North: Nationalist opponents to meet on policing

The leaders of Sinn Féin and the SDLP were today preparing for face-to-face talks to address their divisions on the police issue.

The leaders of Sinn Féin and the SDLP were today preparing for face-to-face talks to address their divisions on the police issue.

Gerry Adams and Mark Durkan were poised to have a breakfast meeting covering the policing, Bill of Rights and criminal justice issues.

The talks were expected to focus on the division between the two parties over support for Northern Ireland’s new police service.

Sinn Féin and the SDLP have been bitterly divided since Mr Durkan’s party decided to take its three seats on the North’s new 19-member Policing Board.

The division has spilled over into local government, with the two parties clashing regularly in Derry City Council and engaging in an angry war of words.

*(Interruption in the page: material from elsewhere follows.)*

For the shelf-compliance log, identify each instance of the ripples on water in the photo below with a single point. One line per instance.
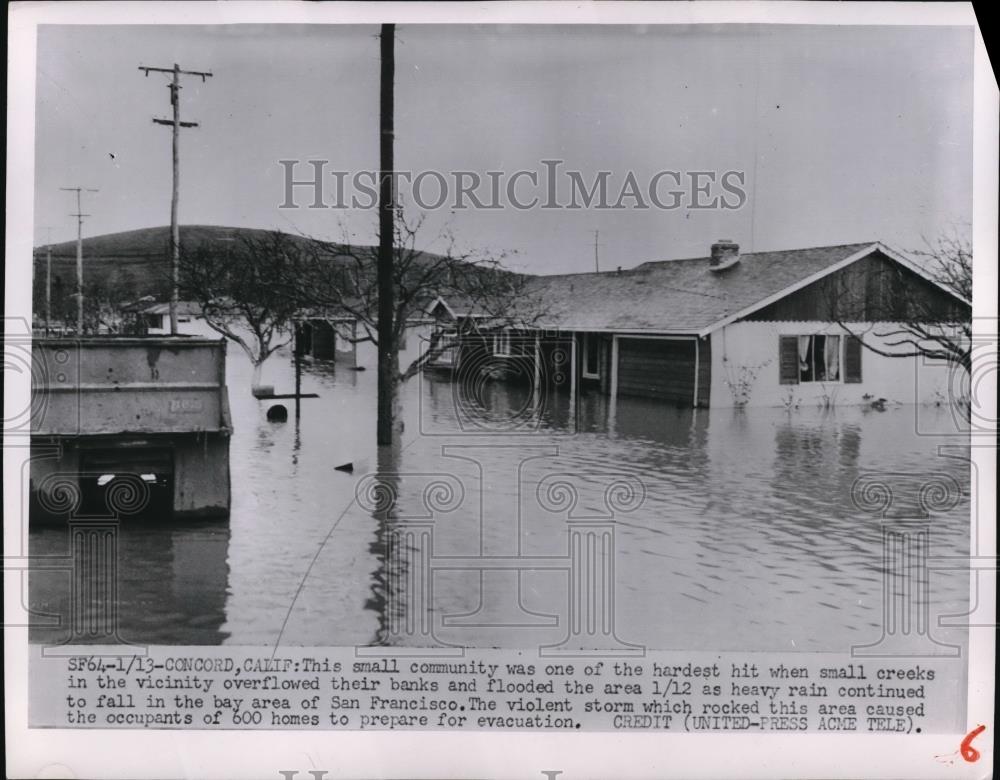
(747, 537)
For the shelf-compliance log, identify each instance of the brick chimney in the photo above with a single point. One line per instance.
(725, 254)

The SDLP has accused Sinn Féin of disrupting council business in the city and of vilifying its councillors.

Sinn Féin has, in turn, accused the SDLP of supporting flawed policing structures which do not command the support of the majority of nationalists and republicans.

The SDLP, in a groundbreaking move for a nationalist party last year, decided to join the policing board and become the first politicians from their community to give their public support to the police.

Sinn Féin refused to take up its two seats on the policing board because it claimed the government’s police reforms fell short of the expectations created by the report from the Patten Commission.

The party, which insists it is still engaged in negotiations with Tony Blair’s government on policing, has said the new Police Service of Northern Ireland is still not accountable enough and it has also demanded an end to the use of plastic bullets as a riot control weapon.

Mr Adams was expected today to be joined at the meeting by his party colleague, Sinn Féin chairman Mitchel McLaughlin.

Both men are taking a brief break from campaigning in the general election.

SDLP chairman Alex Attwood was expected to join his party leader at the talks.